Incorrect docs for "HTTPS on the Source Interface" + Issues after configuration


#1

Since I’m not that use to using Git I’m reporting another “flaw” in the documentation here.

I just installed a certificate on our source interface, following the instructions (https://docs.securedrop.org/en/stable/https_source_interface.html) I’m supposed to run:

./securedrop-admin sdconfig and get asked for the four lines:
securedrop_app_https_on_source_interface: yes securedrop_app_https_certificate_cert_src: sd.crt securedrop_app_https_certificate_key_src: sd.key securedrop_app_https_certificate_chain_src: ca.crt

However, the script never asks for the key or the certificates.
Now I manually edited the “site-specific”, and everything else worked as intended.


#2

Unfortunately I have to retract my statement about everything working. After installation of the certificate we are unable to get to the submit page.
Hitting the first SUBMIT DOCUMENTS-button works, but on the next page the SUBMIT DOCUMENTS-button or the re-generate token button leads back to the first page with an error message Your session timed out due to inactivity. The same thing goes for the CONTINUE button on the check for a response page (tested multiple times from different sources).

Reverted the change by setting HTTPS to “no” in the config, and now the page is working again. I will troubleshoot a little bit later, but any suggestions are appreciated.


#3

Hey @jonas.franzen, I have a suspicion that modifying the Referrer-Policy in the source interface Apache config on the Application server might resolve the issue.
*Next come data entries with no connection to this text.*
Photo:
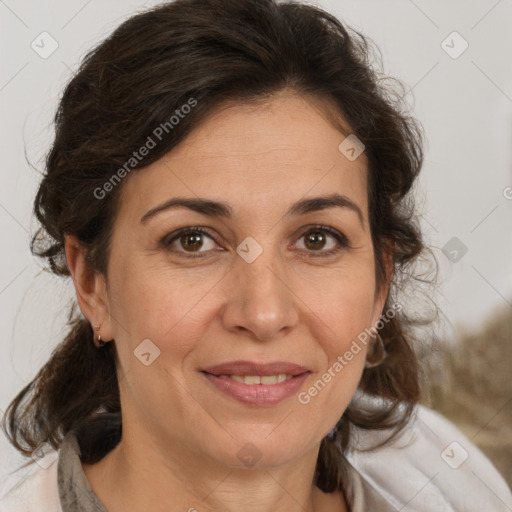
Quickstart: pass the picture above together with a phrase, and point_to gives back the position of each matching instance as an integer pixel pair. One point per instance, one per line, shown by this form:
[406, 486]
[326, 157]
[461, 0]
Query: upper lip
[252, 368]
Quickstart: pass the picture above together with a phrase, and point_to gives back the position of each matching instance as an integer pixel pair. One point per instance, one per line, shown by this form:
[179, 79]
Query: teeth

Stop the Apache service (sudo service apache2 stop) and in /etc/apache2/sites-available/source.conf replace:

Header set Referrer-Policy "no-referrer"

with

Header set Referrer-Policy "same-origin"

And bring the service back up:

sudo service apache2 start

Try the source upload flow again. Let me know if this resolves.


#4

Thank you @redshiftzero, that seems to do the trick, everything is working as it is suppose to.

Is this a solution I can trust, or can it break in the next upgrade?


#5

@jonas.franzen We have included that in our testing strategy for the next release. We expect that this will be the only time you need to run this command.

Best,
Freddy Martinez


#6

Thank you for the update, good to know.